Shun:[Birşey söyle!]
Izumi:[O çocuk Enma Sensei'yi öldürdü. Sonrasında Akari ile savaştı ve kaybedince intihar etti. Benim de kafam karışık.]
Shun kollarını kendi bedenine sardı ve cevap verdi.
Shun:[Eve gidelim.]
——
Evdeki hava kasfetliydi. Shun'un ablası Shiki mutfakta güzel kokan yemekler yapıyordu. Shun sandalyede oturmuş boşluğa bakıyordu. Enma Sensei'yi seviyor olmalıydı.
Izumi:[Shun...]
Shiki:[Yemek hazır gelebilirsiniz.]
Shiki de öğretmenini kaybetmişti ve mutsuz olduğu belliydi. Yine de gülümseyerek yemekleri servis ediyordu.
Izumi diyecek bir şey bulamıyordu çünkü Enma'yı tanımıyordu. Üzgün de hissetmiyordu fakat huzursuzdu. En yakın arkadaşı diyebileceği kişi bu kadar üzgünken rahat olamazdı.

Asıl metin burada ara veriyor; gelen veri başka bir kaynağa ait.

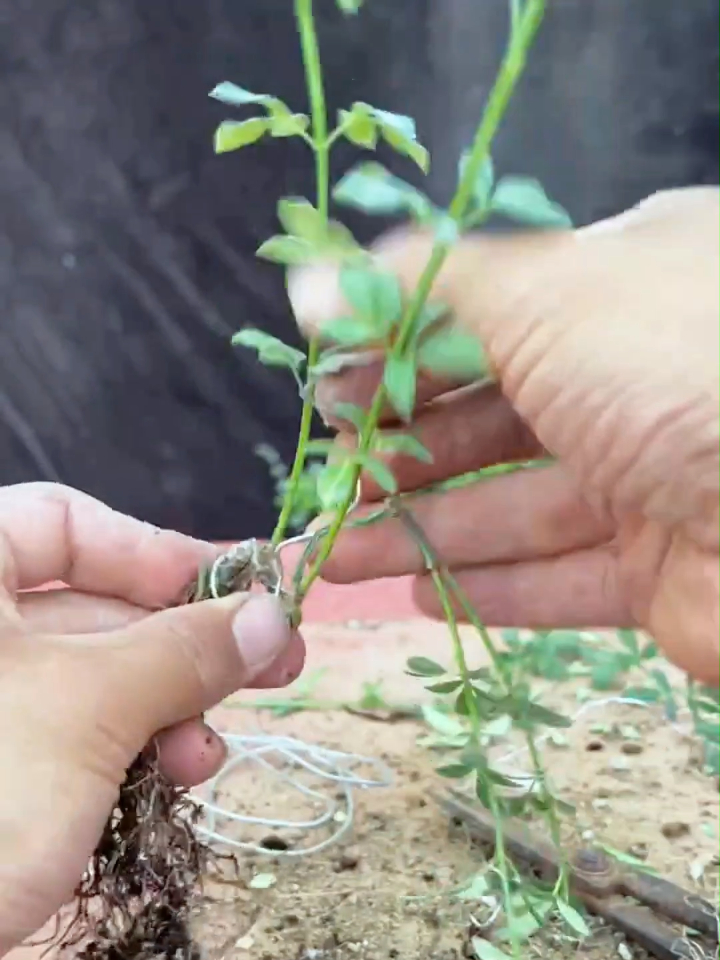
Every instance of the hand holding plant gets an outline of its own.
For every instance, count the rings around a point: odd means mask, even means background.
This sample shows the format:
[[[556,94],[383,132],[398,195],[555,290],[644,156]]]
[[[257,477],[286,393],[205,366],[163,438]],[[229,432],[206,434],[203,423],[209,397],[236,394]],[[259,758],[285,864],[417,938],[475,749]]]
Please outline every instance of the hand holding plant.
[[[409,291],[431,245],[399,233],[375,256]],[[331,267],[298,272],[290,290],[306,333],[347,313]],[[574,234],[465,238],[433,297],[483,344],[498,385],[419,387],[412,434],[430,456],[390,455],[399,489],[558,458],[413,501],[473,606],[498,626],[640,627],[717,683],[718,191],[658,194]],[[340,446],[354,445],[342,411],[369,405],[381,369],[319,385]],[[364,512],[385,495],[367,477]],[[323,567],[342,582],[404,574],[442,615],[397,519],[344,532]]]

Shun:[Yarın herkes partnerinin takımına dağılacak.]
Izumi:[Ah evet, ben Nagisa ve Aiko üçümüz Meruk'un partneri ola-]
Shun:[Ben ve Shiki'nin partneri Enma'ydı.]
Shun sesini yükselterek bu acı sözleri söyledi. Onları partner olarak seçmiş kişi şuanda ölüydü ve evdeki huzursuzluğun nedeni daha da iyi anlaşıldı.
Izumi:[Ah... Peki şimdi ne olucak?]
Shun:[Bilmiyorum. Farklı bir meslek bulmalıyız ya da...]
Shiki:[Shun yeter bu kadar! Sus ve yemeğini ye.]
Shun:[...]
Izumi:[...]
Mutfak gerçekten de kasfetliydi.
——
Meruk:[Evet herkese merhabalar yeniden. Ben Meruk sizin geçici olarak partnerliğinizi yapacağım.]
Nagisa:[Neden geçici?]
Meruk konuşmak için Izumi, Nagisa ve Aiko'yu taşlı bir tepeye çıkartmıştı. Hafif rüzgar Meruk'un gri saçlarını ve siyah kıyafetlerini dalgalandırıyordu. Diğer üçü birer kayaya oturmuş sanki zorla Meruk'u dinliyorlardı.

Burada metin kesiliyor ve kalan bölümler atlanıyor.